El inicio de la reactivación sectorial
Las medidas anteriores sentaron las bases para que el agro empezara a mostrar signos positivos. Pese a la fuerte caída de la producción cafetera, el Producto Interno Bruto sectorial experimentó un crecimiento del 2.7% en 1993. Si se excluye el grano, el PIB agropecuario se incrementó en un 5.7%, el segundo mayor aumento de los últimos diez años. La agricultura no cafetera creció en un 3.3%, mientras el subsector pecuario lo hizo en un 7.9%. El valor de la producción agrícola no cafetera aumentó en 2.2% —1.8% los transitorios y 2.4% los permanentes— y la superficie cosechada detuvo su tendencia descendente (Véanse Cuadro 4.4 y Gráfico 2.3 del Capítulo 2). Excepto el algodón, el arroz y el sorgo, los demás cultivos transitorios expandieron sus áreas cultivadas en 1993. Todos los cultivos perennes también incrementaron sus superficies, con la excepción de arracacha y ñame, que registraron contracciones moderadas.
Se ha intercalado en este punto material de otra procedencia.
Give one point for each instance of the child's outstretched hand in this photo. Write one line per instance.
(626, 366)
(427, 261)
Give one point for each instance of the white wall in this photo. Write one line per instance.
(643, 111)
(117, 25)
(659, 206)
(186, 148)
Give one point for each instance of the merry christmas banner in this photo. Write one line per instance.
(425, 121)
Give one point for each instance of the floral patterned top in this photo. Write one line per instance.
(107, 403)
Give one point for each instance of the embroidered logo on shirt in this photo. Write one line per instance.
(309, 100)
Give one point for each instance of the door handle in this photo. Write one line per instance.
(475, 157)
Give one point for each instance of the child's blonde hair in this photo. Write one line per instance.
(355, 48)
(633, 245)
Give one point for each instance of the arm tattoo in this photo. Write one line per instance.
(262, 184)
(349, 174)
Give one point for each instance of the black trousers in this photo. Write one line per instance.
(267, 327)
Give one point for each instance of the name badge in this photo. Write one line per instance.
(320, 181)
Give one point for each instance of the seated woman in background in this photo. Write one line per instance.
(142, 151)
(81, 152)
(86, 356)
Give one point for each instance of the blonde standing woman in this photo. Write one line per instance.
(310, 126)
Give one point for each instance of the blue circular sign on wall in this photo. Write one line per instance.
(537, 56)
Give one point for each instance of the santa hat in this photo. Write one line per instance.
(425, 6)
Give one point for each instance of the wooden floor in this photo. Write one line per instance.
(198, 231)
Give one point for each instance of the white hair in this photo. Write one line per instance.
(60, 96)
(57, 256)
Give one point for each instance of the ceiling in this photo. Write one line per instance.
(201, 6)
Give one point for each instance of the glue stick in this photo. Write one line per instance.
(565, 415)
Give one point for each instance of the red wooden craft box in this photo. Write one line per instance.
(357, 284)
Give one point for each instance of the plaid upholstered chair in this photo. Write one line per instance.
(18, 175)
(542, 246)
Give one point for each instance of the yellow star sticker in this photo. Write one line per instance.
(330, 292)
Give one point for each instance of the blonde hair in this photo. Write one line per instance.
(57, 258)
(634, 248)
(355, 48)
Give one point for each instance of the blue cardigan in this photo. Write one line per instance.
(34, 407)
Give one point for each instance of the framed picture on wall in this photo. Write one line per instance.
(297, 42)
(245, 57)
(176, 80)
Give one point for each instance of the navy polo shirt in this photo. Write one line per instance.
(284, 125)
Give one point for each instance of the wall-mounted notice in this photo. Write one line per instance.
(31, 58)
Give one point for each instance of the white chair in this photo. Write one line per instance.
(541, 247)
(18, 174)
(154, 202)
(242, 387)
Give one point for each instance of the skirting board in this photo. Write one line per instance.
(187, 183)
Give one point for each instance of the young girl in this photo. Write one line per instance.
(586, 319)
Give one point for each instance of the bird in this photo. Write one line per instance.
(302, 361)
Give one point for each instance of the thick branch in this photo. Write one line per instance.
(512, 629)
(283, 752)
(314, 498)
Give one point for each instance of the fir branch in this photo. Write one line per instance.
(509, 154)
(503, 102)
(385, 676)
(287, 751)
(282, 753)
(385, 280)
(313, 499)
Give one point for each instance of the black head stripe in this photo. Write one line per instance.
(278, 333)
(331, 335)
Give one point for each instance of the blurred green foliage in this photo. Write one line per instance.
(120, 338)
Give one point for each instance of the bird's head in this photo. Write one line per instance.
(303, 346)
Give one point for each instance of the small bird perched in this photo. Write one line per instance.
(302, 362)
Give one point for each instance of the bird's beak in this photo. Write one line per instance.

En 1994, por su parte, la superficie cultivada con transitorios aumentó en un 1.1%, el primer incremento después de tres años seguidos de contracción. Por segundo año consecutivo, el valor de la producción de los dos grupos de productos de la agricultura no cafetera registró un incremento: 1.1% en el caso de los transitorios y 3.4% en el de los permanentes. En su conjunto, el sector agropecuario no cafetero creció un 3.7%, tasa que, aunque inferior a la de 1993, supera el promedio de las dos últimas décadas. Debido a la contracción de la producción cafetera, el resultado global del sector fue, sin embargo, mucho más modesto (un crecimiento del 1.9%).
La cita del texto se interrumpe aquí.